Sì a un menù a base di pesce, ma limitare le specie di grossa taglia a una volta alla settimana. È questo il suggerimento che arriva dal Cnr, alla luce dell’allarme lanciato negli Stati Uniti sull’elevato tasso di mercurio riscontrato in alcune specie ittiche a New York.  “Tutto dipende dalle quantità e provenienza del pesce consumato” spiega Nicola Pirrone, ricercatore dell’Istituto sull’inquinamento atmosferico (Iia) del Cnr, che invita a fare un’attenta e reale valutazione del rischio. “Il mercurio si accumula soprattutto nei predatori di grossa taglia e proviene dall’inquinamento industriale riversato nell’acqua, ma anche dall’andamento climatico. Può portare alterazioni nello sviluppo cerebrale dei bambini e, a un livello più alto, alterazioni neurologiche e cardiovascolari negli adulti, ma solo se ingerito in quantità massicce e non certo in una porzione di pesce”.

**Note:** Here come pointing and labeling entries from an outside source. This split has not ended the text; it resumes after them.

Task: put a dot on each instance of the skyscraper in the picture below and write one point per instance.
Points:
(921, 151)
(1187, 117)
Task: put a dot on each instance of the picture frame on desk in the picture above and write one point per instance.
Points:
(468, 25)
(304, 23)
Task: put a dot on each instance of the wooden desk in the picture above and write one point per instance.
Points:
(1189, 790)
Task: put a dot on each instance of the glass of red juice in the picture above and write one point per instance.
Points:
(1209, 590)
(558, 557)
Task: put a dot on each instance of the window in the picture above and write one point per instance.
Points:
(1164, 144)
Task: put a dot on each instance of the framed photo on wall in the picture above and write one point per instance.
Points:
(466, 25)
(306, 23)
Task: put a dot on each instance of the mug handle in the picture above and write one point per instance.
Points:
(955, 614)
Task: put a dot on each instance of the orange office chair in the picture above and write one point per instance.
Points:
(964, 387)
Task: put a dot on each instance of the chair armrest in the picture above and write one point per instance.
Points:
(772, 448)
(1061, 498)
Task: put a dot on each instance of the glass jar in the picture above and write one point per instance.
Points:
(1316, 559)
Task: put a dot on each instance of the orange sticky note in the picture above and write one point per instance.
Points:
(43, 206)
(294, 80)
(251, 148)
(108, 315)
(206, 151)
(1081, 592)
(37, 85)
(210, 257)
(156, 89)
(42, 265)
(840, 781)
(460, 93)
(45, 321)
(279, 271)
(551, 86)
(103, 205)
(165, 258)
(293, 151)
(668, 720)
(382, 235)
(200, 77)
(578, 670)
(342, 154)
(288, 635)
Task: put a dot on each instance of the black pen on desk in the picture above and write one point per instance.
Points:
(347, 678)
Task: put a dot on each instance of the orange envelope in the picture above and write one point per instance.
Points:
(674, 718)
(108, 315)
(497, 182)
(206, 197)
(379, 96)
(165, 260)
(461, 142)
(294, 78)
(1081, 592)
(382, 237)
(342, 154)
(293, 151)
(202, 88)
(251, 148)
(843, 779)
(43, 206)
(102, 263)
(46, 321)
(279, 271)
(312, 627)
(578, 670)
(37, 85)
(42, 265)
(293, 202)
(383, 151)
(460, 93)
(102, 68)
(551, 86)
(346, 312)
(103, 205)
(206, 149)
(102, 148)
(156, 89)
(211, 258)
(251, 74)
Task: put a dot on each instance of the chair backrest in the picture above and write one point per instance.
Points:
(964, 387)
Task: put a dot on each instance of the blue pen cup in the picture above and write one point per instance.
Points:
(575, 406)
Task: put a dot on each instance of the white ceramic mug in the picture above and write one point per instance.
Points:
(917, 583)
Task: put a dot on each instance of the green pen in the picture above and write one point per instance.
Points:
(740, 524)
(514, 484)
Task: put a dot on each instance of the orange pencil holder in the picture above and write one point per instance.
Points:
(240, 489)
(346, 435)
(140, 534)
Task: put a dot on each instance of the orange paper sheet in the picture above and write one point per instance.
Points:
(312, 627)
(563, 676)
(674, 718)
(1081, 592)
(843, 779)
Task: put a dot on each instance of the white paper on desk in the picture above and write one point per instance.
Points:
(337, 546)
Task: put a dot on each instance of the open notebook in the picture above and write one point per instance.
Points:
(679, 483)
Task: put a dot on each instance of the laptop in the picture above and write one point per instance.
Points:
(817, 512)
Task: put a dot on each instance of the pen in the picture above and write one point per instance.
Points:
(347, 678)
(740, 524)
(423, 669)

A stabilire il livello di metalli presenti nelle parti commestibili dei prodotti ittici, è l’Ue con il Regolamento n. 221/2002, che prevede un quantitativo massimo di mercurio di 0,5 milligrammi per kg di prodotto fresco, ad eccezione di alcune specie come il tonno, la palamita, il pesce spada, l’anguilla, il branzino, lo scorfano e il luccio, dove è tollerata la presenza di 1 milligrammo di mercurio per kg.
Secondo la Lega Pesca i parametri stabiliti dall’Ue tutelano i consumatori, anche perchè per incidere seriamente sulla salute, occorre mangiare 35 kg di pesce l’anno e solamente delle specie che toccano i massimali di mercurio.